Tallbear observou que é popular para os brancos reivindicar a ancestralidade indígena americana, mas “tribo” é um status federalmente reconhecido, e ser Cherokee é mais do que uma análise de DNA. E como os testes de DNA têm se tornado cada vez mais difundidos, as pessoas estão aparecendo nos escritórios de inscrição tribal com seus resultados. “Isso nos preocupa em uma terra onde já sentimos que há muito pouco entendimento sobre a história de nossas tribos, nossas relações com os poderes coloniais e as condições de nossas vidas agora”, disse ela.
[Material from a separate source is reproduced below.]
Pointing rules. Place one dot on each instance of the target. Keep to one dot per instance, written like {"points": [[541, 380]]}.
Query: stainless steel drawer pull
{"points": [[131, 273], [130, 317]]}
Em uma declaração fornecida hoje, Tallbear salientou que Warren não deveria continuar a defender suas reivindicações de ascendência, apesar de se recusar a se encontrar com membros da Nação Cherokee que a desafiam. “Isso mostra que ela se concentra e realmente privilegia as definições da empresa de DNA neste debate, que são, em última análise, definições coloniais de quem é indígena”, escreve Tallbear. “Ela e grande parte do público norte-americano privilegiam as vozes dos cientistas do genoma (em sua maioria brancos) e implicitamente cede a eles o poder de definir a identidade indígena”. Da mesma forma, a Nação Cherokee disse em uma declaração que “a Senadora Warren está minando os interesses tribais com suas contínuas reivindicações de herança tribal”
Na melhor das hipóteses, o teste de DNA de Warren significa que a chamada de nomes “Pocahontas” pode parar, e todos nós podemos seguir em frente. Na pior das hipóteses, vai alimentar uma obsessão mais míope de que as informações fornecidas por cinco partes do DNA de alguém fornecem uma visão significativa.
Atualizar 15 de outubro, 19:00 ET: Este post foi atualizado para incluir uma declaração da Cherokee Nation e para esclarecer que Warren se listou como Cherokee no livro de receitas de 1984.
Atualização 15 de outubro, 13:30 ET: Este post foi atualizado para incluir uma declaração de Kim Tallbear.